UDST / synthpop

Synthetic populations from census data
BSD 3-Clause "New" or "Revised" License
99 stars 47 forks source link

use the category type for performance wins #30

Closed Eh2406 closed 7 years ago

Eh2406 commented 7 years ago

So just came across Categorical Data in pandas, and this blog post on how it dramatically improves performance on data with text categories.

This is not yet tested, but I think it makes sense. What do you think? Are there other places that need it?

Eh2406 commented 7 years ago

travis is complaining because diff has been removed.

Our test show that this works but does not make a huge difference.

coveralls commented 7 years ago

Coverage Status

Coverage remained the same at 81.257% when pulling 5295cf039960e239d509cdc9e5b5f23c88cb1fb1 on SEMCOG:use_category into 6d2f3dc1b25a85404760a001c8a927ddf00199e1 on UDST:master.

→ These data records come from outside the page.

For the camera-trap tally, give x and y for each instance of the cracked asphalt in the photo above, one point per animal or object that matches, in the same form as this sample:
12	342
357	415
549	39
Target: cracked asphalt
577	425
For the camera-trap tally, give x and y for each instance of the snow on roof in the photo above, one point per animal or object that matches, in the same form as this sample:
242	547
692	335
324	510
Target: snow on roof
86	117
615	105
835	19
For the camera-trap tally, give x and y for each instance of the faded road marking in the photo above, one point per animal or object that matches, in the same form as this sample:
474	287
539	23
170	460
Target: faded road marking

janowicz commented 7 years ago

Good to know about the category data type. I can definitely see this being useful. Does this particular change still make sense even though there's not much performance difference?

Eh2406 commented 7 years ago

Sorry, just got back from a trip.

I don't think it matters much, but I think it makes sense the point of the function is to make categories that may as well be "Categorical."